I was hoping that \( d = d_I \), but unfortunately this isn't true. Intuitively, I believe that the counterexample I produced is basically the only way \( d = d_I \) can fail, so perhaps a slightly modified definition of \( d \) will suffice.

Week 4:

This week I worked on computing the interleaving distance \( d_I \) precisely: I came up with a metric \( d^* \) on the support sets such that \( d^*(S_\mathbb{V}, S_\mathbb{W}) = d_I(\mathbb{V}, \mathbb{W}) \). However, after speaking to my mentor we agreed that exactly computing the interleaving distance may not be necessary, and the less computationally intensive \( d \) may actually be preferable. Still, it was a somewhat interesting exercise.

We also thought about characterizing the support sets a bit more: we were able to rule out some very degenerate cases (e.g. the support set being a countable dense subset of a plane \( P \), where any two points in \( P \) are incomparable).

Finally, we discussed some computational (coding) details.

Week 5:

Since last week, we made some progress in understanding the structure of our modules, and produced a minimum viable implementation of our methods.

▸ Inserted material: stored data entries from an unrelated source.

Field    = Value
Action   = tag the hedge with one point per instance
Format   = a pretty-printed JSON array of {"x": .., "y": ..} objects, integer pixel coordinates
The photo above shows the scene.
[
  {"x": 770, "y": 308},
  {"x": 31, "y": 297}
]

In particular, I proved that the modules \( \mathbb{V} \) produced by our construction are interval-decomposible, with the intervals being given by the order-connected components of the support: i.e. \( \mathbb{V} \cong \bigoplus_{\alpha \in A} \mathbf{1}_{S_\alpha} \) where \( \{S_\alpha\}_{\alpha \in A} \) are the connected components of \( S_\mathbb{V} \).

In addition, I was able to implement some python code that computes the support in \( O(t^2) \) time, and computes \( d \) in \( O(t^2 \log{t}) \) time, where \( t \) is the number of timesteps. This isn't a great time complexity, but for a research implementation it will probably suffice. Nadya was also able to produce an implementation of the erosion distance \( d_E \) in \( O(t^6) \) time, which although slow has the advantage of being very well-characterized in existing TDA literature (as opposed to \( d \)).

Week 6:

Much of this week was focused on (1) preparing for the final presentation, and (2) porting our python code to C++

Also, as the final presentation is coming up, I decided to prove the stability of our construction to ensure that we had some theoretical justification for the "validity" of our method. The proof ended up being more straightforward than expected, as there was already an existing stability result for a construction without curvature sets - making it work with curvature sets just required a technical lemma about Gromov-Hausdorff distance between subsets.

In addition, Nadya was able to find a very nice DP to compute \( d_E \) in \( O(t^3) \) time, which is now fast enough for us to run numerical experiments.


Additional Information

Acknowledgements

This research is supported by NSF grant IIS-2524678 and the Rutgers Math Department.